I just implemented Q-Learning without neural networks but I am stuck at implementing them with neural networks.
I will give you a pseudo code showing how my Q-Learning is implemented:
train(int iterations)
buffer = empty buffer
for i = 0 while i < iterations:
move = null
if random(0,1) > threshold:
move = random_move()
else
move = network_calculate_move()
input_to_network = game.getInput()
output_of_network = network.calculate(input_to_network)
game.makeMove(move)
reward = game.getReward()
maximum_next_q_value = max(network.calculate(game.getInput()))
if reward is 1 or -1: //either lost or won
output_of_network[move] = reward
else:
output_of_network[move] = reward + discount_factor * max
buffer.add(input_to_network, output_of_network)
if buffer is full:
buffer.remove_oldest()
train_network()
train_network(buffer b):
batch = b.extract_random_batch(batch_size)

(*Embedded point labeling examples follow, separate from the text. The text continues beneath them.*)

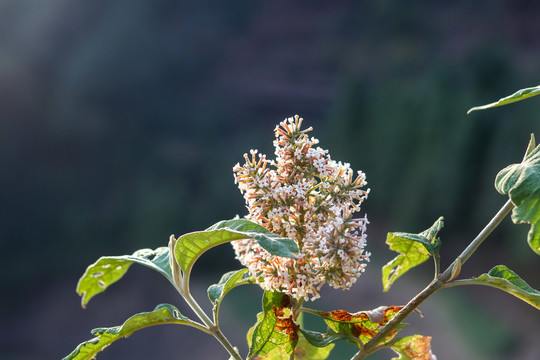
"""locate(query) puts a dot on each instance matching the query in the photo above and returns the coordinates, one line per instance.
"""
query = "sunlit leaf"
(362, 325)
(109, 269)
(191, 246)
(521, 182)
(274, 327)
(517, 96)
(413, 249)
(416, 347)
(304, 350)
(505, 279)
(322, 340)
(162, 314)
(228, 281)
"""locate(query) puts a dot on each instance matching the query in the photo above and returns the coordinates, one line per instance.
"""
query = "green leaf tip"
(109, 269)
(162, 314)
(413, 249)
(517, 96)
(191, 246)
(503, 278)
(230, 280)
(521, 182)
(275, 326)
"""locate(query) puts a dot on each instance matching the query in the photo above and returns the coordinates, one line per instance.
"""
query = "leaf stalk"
(438, 283)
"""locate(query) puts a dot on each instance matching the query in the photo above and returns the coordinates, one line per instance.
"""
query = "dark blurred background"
(120, 122)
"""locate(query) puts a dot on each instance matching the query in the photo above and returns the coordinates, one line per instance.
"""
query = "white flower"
(311, 199)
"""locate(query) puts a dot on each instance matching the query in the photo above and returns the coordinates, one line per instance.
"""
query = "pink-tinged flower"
(305, 196)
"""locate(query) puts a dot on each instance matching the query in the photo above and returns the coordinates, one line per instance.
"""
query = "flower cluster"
(311, 199)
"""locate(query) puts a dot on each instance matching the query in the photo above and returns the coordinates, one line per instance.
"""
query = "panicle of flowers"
(305, 196)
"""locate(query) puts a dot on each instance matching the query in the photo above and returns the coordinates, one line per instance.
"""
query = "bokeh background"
(120, 122)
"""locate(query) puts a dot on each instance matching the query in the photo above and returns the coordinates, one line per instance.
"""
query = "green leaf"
(162, 314)
(521, 182)
(321, 340)
(416, 347)
(517, 96)
(360, 326)
(109, 269)
(413, 249)
(505, 279)
(191, 246)
(304, 350)
(274, 327)
(230, 280)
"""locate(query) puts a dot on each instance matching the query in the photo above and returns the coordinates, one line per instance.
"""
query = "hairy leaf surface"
(274, 327)
(413, 249)
(358, 327)
(162, 314)
(505, 279)
(416, 347)
(230, 280)
(109, 269)
(521, 182)
(191, 246)
(304, 350)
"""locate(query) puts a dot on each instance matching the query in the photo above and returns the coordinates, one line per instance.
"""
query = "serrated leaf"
(274, 327)
(521, 182)
(413, 249)
(517, 96)
(191, 246)
(304, 350)
(416, 347)
(228, 281)
(109, 269)
(162, 314)
(362, 325)
(501, 277)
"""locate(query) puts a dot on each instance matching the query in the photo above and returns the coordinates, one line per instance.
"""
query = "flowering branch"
(436, 284)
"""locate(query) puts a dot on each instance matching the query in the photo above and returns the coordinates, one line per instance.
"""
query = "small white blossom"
(311, 199)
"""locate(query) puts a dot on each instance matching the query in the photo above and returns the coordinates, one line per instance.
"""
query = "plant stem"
(181, 283)
(466, 254)
(215, 331)
(435, 285)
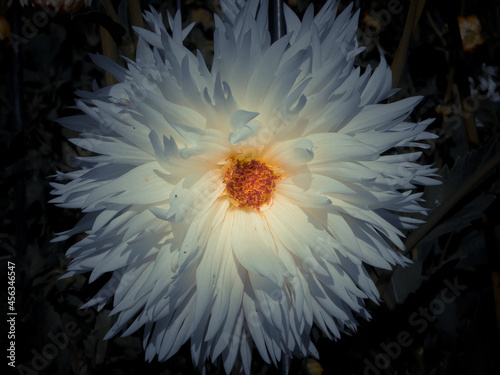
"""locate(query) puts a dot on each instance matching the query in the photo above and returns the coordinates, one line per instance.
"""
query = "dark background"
(422, 326)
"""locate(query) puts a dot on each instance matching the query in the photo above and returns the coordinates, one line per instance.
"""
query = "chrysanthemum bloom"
(64, 6)
(236, 206)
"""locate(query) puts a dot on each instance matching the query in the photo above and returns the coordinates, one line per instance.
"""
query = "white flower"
(235, 206)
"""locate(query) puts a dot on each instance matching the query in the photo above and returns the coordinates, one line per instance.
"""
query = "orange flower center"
(249, 182)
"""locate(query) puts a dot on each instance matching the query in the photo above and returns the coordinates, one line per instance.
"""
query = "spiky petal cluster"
(187, 263)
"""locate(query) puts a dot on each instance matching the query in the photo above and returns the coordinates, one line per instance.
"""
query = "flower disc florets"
(249, 182)
(237, 205)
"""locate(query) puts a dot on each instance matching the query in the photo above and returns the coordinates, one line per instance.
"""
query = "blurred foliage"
(462, 250)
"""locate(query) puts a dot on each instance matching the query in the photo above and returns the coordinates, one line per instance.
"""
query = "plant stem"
(416, 236)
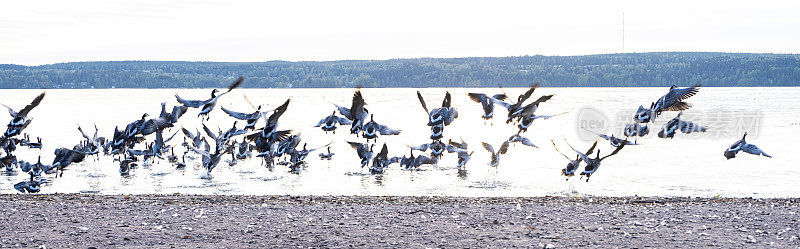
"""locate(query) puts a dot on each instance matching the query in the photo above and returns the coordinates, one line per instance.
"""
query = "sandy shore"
(165, 221)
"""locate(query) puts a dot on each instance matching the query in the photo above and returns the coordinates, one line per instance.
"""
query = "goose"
(413, 162)
(329, 123)
(209, 104)
(437, 148)
(742, 145)
(251, 118)
(19, 120)
(515, 108)
(461, 150)
(164, 120)
(673, 100)
(592, 164)
(211, 160)
(364, 151)
(643, 114)
(634, 129)
(572, 166)
(265, 137)
(442, 115)
(8, 162)
(65, 157)
(381, 161)
(327, 156)
(516, 138)
(495, 156)
(372, 129)
(357, 114)
(525, 122)
(32, 186)
(615, 141)
(487, 102)
(676, 124)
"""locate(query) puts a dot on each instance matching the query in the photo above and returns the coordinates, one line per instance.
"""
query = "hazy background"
(44, 32)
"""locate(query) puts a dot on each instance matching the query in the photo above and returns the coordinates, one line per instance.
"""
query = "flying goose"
(19, 119)
(329, 123)
(742, 145)
(357, 114)
(495, 156)
(327, 156)
(672, 127)
(516, 138)
(364, 151)
(573, 165)
(251, 118)
(615, 141)
(487, 102)
(209, 104)
(672, 101)
(592, 164)
(372, 129)
(461, 149)
(442, 115)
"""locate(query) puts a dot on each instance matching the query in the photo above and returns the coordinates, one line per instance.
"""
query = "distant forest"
(631, 69)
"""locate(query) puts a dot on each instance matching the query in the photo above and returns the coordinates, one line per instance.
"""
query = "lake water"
(688, 165)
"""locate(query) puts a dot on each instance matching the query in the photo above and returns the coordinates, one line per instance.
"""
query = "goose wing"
(422, 101)
(190, 103)
(32, 105)
(753, 149)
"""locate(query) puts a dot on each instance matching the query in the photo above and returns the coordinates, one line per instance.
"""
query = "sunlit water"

for each input,output in batch:
network.train(input, output, learning_rate) //one forward/backward pass
My problem right now is that this code works for a buffer size of less than 200. For any buffer over 200, my code does not work anymore so I've got a few questions:
- Is this implementation correct? (In theory)
- How big should the batch size be compared to the buffer size
- How would one usually train the network? For how long? Until a specific MSE of the whole batch is reached?